‘Jeopardy’ Host Mayim Bialik Targeted in Phony CBD Endorsement

We investigated misleading and deceptive web advertising claiming “allegations” against actor and “Jeopardy” host Mayim Bialik had been “verified,” as well as a bogus Fox News piece claiming she had endorsed Premium Jane CBD candies that may help “cure dementia” in early March 2022. The report was crafted to look like it came from Fox News, but it was not written by them. The advertisement and storey looked to be made in China.

 

The Cloaking Technique

We were sent to a page on denuvo.fun that looked like the Fox News website but had nothing to do with Fox News after clicking the fake ad concerning specific claims against Bialik. The website’s designer used this lookalike method to trick viewers into thinking it was authentic. Denuvo.fun, according to data, was registered on a Chinese web domain registrar less than a month ago, on February 18.

Only viewers who clicked the ad on denuvo.fun saw the bogus Fox News storey. Any effort to copy and paste the identical link to the storey without the ad’s referral code at the end resulted in a bogus online store named Bodega being shown on the website. If the URL was “denuvo.fun/?fbclid=123example,” and the code “?fbclid=123example” was deleted from the link, the phoney online store would appear instead of the bogus Bialik endorsement. This was an attempt by the website’s creator to hide the bogus Bialik endorsement from anyone who was looking into it.

The Fake CBD Endorsement

Bialik’s image and likeness were utilised in the post regarding Premium Jane CBD candies, but there was no mention of any claims being “verified.” The use of the word “allegations” was nothing more than sensationalism.

The story’s byline included the name of Fox News presenter Brit Hume. According to the post, Bialik was interviewed by Martha MacCallum of Fox News, and the two had a “heated” conversation. According to the fake tale, MacCallum wanted Bialik “indicted” because she insisted on pushing Premium Jane CBD on the show. “Premium Jane CBD has radically altered my life, and it’s evident that MacCallum is trying a coup,” the report said, quoting fellow Fox News personality Tucker Carlson.

Her picture and resemblance may have also been surfacing elsewhere, according to Google Trends. Kushly CBD, Green Otter CBD Gummies, Clinical CBD Gummies, and Smilz CBD Gummies were mentioned in a search for Bialik’s name.

Other Celebrities Featured in Fake CBD Endorsements

We’ve seen this tactic before, with bogus CBD endorsements from Tom Selleck (twice), Oprah Winfrey and Whoopi Goldberg on talk shows, and late “Jeopardy” host Alex Trebek. The cloaking approach was also used in several cases, making it impossible to return to the phoney endorsement page at a later time.

According to The New York Times, actor Clint Eastwood previously sued a Lithuanian firm and won a $6.1 million lawsuit after they “were accused of utilising Mr. Eastwood’s name and likeness to make it look as though he was supporting their wares.”
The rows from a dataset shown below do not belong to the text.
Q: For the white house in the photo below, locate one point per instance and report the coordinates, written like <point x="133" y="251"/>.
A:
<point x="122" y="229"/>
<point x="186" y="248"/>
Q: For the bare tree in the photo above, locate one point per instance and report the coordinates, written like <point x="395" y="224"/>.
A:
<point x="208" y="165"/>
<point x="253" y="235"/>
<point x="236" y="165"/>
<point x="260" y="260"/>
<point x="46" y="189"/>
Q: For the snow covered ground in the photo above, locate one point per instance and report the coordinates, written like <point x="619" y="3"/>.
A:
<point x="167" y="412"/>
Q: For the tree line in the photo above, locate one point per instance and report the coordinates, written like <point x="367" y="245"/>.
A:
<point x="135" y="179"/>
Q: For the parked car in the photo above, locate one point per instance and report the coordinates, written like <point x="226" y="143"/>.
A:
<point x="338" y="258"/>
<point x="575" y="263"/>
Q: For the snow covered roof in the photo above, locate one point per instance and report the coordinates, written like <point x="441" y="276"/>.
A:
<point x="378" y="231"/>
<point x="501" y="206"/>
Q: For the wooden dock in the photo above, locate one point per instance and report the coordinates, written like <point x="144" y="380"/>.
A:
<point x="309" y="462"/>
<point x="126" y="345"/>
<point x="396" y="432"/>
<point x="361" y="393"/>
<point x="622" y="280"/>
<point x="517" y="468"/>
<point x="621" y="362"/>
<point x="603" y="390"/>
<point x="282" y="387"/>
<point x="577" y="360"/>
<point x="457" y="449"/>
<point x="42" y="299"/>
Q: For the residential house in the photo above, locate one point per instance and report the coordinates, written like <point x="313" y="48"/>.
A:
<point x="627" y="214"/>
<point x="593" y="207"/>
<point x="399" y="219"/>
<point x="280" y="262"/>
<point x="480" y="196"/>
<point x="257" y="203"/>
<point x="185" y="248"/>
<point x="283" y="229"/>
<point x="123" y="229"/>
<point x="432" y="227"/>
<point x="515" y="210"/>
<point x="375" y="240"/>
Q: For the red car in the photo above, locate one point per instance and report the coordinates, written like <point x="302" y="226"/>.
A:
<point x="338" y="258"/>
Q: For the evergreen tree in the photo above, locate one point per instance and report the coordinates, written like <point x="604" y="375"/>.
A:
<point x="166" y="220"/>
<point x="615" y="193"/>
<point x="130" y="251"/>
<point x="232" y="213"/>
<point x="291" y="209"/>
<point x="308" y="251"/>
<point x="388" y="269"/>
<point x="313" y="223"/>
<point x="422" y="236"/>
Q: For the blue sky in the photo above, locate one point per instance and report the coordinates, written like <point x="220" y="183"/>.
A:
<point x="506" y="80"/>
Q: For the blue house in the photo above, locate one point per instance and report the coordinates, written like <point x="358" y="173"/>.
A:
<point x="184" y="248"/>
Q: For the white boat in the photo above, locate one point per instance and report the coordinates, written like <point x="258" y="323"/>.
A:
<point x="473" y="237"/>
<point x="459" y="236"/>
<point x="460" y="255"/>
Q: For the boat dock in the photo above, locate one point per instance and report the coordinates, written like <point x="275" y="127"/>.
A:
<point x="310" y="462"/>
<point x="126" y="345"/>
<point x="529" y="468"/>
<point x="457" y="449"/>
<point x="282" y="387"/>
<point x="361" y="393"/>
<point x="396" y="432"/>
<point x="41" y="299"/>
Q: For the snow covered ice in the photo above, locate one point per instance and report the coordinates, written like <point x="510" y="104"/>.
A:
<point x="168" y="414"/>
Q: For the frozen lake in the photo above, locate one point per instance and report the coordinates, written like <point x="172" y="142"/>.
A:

On March 9, we emailed the Premium Jane CBD gummies firm, using the support email address stated on their website. We inquired about its privacy policy, which stated a Scottsdale, Arizona mailing address, as well as if the corporation was aware of the denuvo.fun website. We also wanted to know if the substance was sold under different names, such as Premium Jane CBD. If this strategy was adopted, the product would continue to sell even if one of the names received terrible reviews or bad news. Within five days, Premium Jane CBD had not responded.

In conclusion, there were no “verified” claims against Bialik, and the “Jeopardy” host did not recommend Premium Jane CBD, Kushly CBD, Green Otter CBD Gummies, Clinical CBD Gummies, or Smilz CBD Gummies.